Il faut que ce flot se tarisse. Il faut autrement dit que les déplacés syriens puissent rester sans crainte dans les zones de leur pays que le pouvoir ne contrôle plus. Il faut donc protéger ces déplacés et c’est ainsi que l’idée d’une no-fly zone partielle, de l’interdiction d’une partie du ciel syrien à l’aviation du régime, est en train de faire son chemin, notamment à Paris.

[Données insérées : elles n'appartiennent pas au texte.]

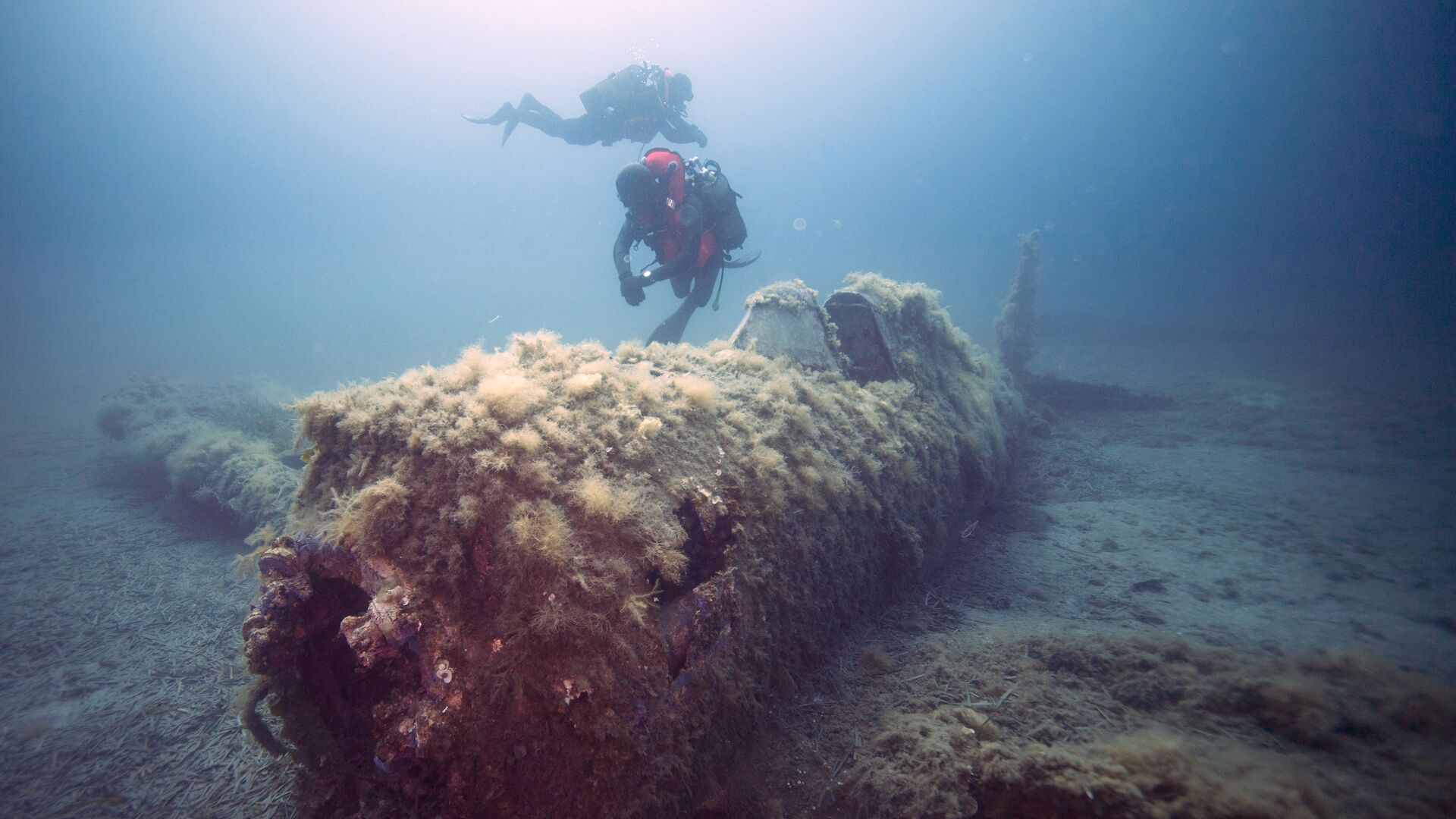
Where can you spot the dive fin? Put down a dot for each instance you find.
(743, 261)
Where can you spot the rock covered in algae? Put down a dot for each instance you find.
(557, 580)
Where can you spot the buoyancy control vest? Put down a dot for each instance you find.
(622, 91)
(704, 181)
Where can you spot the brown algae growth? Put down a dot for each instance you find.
(563, 580)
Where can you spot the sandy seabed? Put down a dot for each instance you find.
(1238, 607)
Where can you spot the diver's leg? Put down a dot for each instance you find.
(504, 112)
(579, 130)
(532, 104)
(672, 330)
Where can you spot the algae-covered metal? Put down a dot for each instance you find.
(557, 580)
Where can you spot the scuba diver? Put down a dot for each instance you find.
(688, 215)
(634, 104)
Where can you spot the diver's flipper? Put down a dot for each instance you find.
(743, 261)
(501, 115)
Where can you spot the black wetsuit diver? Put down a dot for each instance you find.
(634, 104)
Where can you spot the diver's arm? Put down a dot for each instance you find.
(622, 260)
(622, 249)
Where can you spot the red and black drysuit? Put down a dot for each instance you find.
(677, 226)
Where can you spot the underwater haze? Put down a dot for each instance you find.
(1141, 502)
(287, 191)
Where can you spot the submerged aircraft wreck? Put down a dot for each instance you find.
(560, 580)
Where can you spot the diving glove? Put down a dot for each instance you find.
(631, 290)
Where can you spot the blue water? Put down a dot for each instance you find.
(286, 191)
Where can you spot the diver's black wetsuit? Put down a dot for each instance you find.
(632, 104)
(692, 284)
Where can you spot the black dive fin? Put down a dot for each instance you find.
(743, 261)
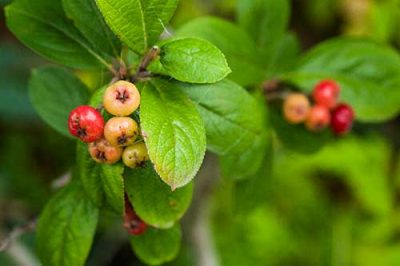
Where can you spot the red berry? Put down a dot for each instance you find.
(295, 108)
(342, 119)
(326, 93)
(86, 123)
(132, 223)
(318, 118)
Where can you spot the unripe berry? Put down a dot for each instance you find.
(121, 131)
(132, 222)
(296, 108)
(102, 152)
(342, 119)
(318, 118)
(121, 99)
(135, 155)
(86, 123)
(326, 93)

« C’est une hypothèse qui mérite d’être étudiée », déclarait jeudi Jean-Yves Le Drian, le ministre de la Défense. « Nous sommes en train de réfléchir à tout ça », ajoutait le même jour Laurent Fabius, le ministre des Affaires étrangères, et le fait est que, sur instruction du président de la République, militaires et diplomates français planchent aujourd’hui sur ce scénario. Les premiers étudient les moyens qui seraient à mettre en œuvre car la défense anti-aérienne syrienne n’est pas quantité négligeable et l’a rappelé en abattant au printemps dernier un avion turc. Quant aux diplomates, leur tâche est de définir le cadre légal dans lequel cette intervention pourrait se faire si la Russie et la Chine continuaient de bloquer, comme probable, toute action du Conseil de sécurité.

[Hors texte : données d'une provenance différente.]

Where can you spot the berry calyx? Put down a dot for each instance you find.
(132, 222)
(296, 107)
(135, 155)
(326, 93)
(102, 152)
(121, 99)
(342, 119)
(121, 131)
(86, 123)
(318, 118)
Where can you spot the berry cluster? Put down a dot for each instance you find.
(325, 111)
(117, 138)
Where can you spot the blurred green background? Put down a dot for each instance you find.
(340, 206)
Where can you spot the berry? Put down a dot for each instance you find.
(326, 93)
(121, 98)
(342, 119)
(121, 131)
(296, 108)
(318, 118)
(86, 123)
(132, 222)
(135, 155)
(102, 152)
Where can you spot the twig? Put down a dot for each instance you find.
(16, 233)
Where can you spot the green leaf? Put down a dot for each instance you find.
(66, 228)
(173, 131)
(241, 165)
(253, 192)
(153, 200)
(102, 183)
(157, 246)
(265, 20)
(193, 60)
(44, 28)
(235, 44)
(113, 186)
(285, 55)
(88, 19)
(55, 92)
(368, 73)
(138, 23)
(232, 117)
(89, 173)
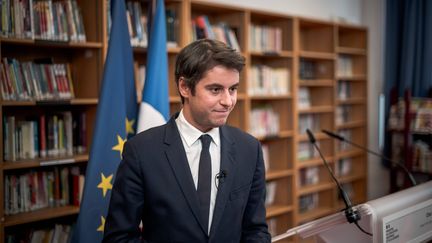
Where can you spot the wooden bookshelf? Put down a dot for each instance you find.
(290, 51)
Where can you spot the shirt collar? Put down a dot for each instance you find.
(191, 134)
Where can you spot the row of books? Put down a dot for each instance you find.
(344, 66)
(266, 80)
(265, 38)
(264, 121)
(56, 135)
(58, 233)
(46, 20)
(202, 28)
(35, 80)
(35, 190)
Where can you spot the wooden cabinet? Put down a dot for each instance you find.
(300, 73)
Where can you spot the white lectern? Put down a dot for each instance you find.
(405, 216)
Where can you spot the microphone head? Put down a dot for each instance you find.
(311, 136)
(333, 135)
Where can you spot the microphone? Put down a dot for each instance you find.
(220, 177)
(351, 214)
(402, 166)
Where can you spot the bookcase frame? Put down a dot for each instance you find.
(320, 42)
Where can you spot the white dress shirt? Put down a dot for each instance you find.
(192, 145)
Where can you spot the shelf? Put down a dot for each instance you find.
(270, 97)
(88, 101)
(315, 188)
(276, 210)
(351, 101)
(353, 78)
(351, 178)
(349, 153)
(351, 124)
(317, 55)
(317, 82)
(280, 135)
(42, 214)
(351, 51)
(281, 54)
(274, 175)
(315, 213)
(50, 43)
(313, 162)
(316, 109)
(44, 162)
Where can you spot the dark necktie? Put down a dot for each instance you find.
(204, 179)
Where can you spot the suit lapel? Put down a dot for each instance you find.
(180, 166)
(224, 188)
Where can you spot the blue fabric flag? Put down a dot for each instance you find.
(115, 118)
(154, 108)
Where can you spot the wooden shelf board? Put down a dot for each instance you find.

Signe de la détermination des autorités françaises, l’idée qui monte à Paris serait d’obtenir de l’opposition syrienne qu’elle oublie ses dissensions et forme un gouvernement provisoire qui pourrait alors être reconnu par la France et d’autres puissances et faire appel à leur intervention. Dans cette hypothèse, l’aval du Conseil de sécurité ne serait plus aussi nécessaire puisqu’il ne s’agirait plus d’une intervention étrangère mais d’une réponse à une demande d’un gouvernement considéré comme légitime et qui le serait en tout cas plus que le régime en place.

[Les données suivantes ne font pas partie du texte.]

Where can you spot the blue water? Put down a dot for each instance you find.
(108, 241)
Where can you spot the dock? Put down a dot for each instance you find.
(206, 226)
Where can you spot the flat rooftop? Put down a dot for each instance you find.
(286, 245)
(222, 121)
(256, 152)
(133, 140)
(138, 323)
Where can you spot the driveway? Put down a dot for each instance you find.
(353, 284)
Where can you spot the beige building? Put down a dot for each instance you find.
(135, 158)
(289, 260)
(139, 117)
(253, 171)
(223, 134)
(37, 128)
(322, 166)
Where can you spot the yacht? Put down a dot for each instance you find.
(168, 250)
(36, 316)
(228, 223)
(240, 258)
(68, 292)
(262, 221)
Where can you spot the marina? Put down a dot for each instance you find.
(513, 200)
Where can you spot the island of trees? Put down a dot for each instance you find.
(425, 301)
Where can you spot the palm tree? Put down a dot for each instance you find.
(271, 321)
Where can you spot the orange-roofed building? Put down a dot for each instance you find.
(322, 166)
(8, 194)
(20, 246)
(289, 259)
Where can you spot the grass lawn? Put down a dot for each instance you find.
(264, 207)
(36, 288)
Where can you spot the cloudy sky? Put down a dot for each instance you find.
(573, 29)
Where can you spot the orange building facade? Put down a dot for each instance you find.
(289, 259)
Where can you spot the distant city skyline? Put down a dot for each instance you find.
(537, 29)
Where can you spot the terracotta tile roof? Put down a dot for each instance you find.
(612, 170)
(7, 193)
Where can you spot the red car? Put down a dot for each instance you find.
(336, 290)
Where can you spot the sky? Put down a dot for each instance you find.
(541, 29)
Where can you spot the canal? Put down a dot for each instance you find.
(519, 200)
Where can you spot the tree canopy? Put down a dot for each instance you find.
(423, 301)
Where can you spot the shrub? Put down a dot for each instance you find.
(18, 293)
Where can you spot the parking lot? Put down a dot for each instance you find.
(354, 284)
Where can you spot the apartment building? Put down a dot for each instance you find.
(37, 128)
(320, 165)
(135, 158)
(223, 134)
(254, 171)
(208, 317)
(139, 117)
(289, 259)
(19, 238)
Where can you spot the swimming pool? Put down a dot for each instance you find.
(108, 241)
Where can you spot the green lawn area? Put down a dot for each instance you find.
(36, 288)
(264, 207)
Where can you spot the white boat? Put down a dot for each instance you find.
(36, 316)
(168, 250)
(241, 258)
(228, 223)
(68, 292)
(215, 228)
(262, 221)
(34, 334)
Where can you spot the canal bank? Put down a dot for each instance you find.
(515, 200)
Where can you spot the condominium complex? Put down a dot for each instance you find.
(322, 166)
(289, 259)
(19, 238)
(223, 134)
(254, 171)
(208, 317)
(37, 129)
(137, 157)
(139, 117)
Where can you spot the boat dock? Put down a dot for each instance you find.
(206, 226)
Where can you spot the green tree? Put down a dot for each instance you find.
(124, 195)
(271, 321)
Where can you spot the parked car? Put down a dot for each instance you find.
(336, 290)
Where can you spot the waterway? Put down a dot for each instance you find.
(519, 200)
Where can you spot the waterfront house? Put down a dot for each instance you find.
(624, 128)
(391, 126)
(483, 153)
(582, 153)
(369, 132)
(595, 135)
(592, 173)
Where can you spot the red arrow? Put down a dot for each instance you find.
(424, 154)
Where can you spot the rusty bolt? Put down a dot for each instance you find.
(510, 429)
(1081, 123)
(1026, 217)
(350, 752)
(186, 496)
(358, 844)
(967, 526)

On n’y est pas encore. Les diplomaties occidentales vont poursuivre leurs efforts visant à convaincre la Russie d’enfin contribuer à la fin de ce drame. La page diplomatique n’est pas déjà tournée mais les Etats-Unis ne sont plus fermés à l’idée d’une intervention et l’évolution en cours à Paris comme à Washington et dans plusieurs pays arabes est assez marquée pour que les Iraniens viennent de déclarer que la sécurité du régime syrien était la leur et que Bachar al-Assad ait réaffirmé hier sa volonté de s’opposer au « complot » qui serait tramé contre ce pays. Ce conflit change de dimension et c’est le fait marquant de cette rentrée.